But, what if this hadn’t been the case. What if the outcome of the investigation had a really horrible impact on some aspect of my life? In this case, I would want an accurate view of the potential consequences so that I could explore what I could do to limit the negative impact. I could even re-frame my thinking to see the positive things that might result from this forced change of direction.
When navigating a difficult situation, the most important thing is to stay in the clearest and truest part of yourself. At its best, personal development work helps you tune into and connect with a deeper part of yourself. In this deeper part, you see things for what they truly are. When we are connected to this part of ourselves we know that even if things are difficult now, everything will ultimately be OK. We’re able to remember that things that look bad in one light, might actually look good in another light.
This clarity is important because it helps us make the best possible choice in a difficult situation and not react out of fear. When we stay with our clarity, our perspective broadens. In fact, we see our possibilities for solution expand rather than contract.
Practice Compassion and Forgiveness
While I dealt with this issue throughout this year, I went through times where I was angry. However, I knew that indulging my desire to blame would not serve me. In fact, every moment that I spent angry or blaming others kept me embroiled in a situation that was the opposite of what I wanted to create in my life.

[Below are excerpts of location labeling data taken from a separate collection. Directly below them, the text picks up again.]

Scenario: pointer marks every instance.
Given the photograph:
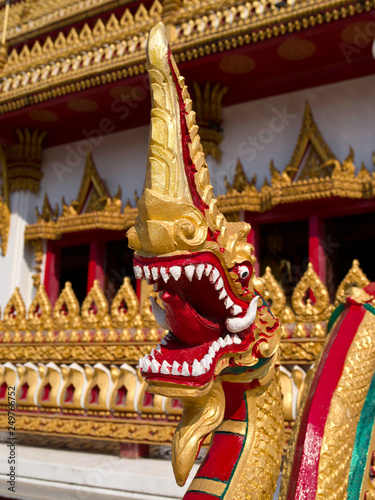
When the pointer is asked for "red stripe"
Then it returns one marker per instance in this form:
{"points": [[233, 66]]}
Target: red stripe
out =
{"points": [[226, 446], [304, 476]]}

Staying positive does a great deal to stop the cycle of harm. The bottom line is that hurt people do hurtful things. We all harbor stories about how other people have wronged us. Yet, a glimpse from their perspective might make their actions more understandable. We can hold onto our stories to insure that we feel in the right. Or we can let go of our stories and offer compassion and forgiveness for those who have wronged us. Ultimately, the latter creates a much happier and more positive life.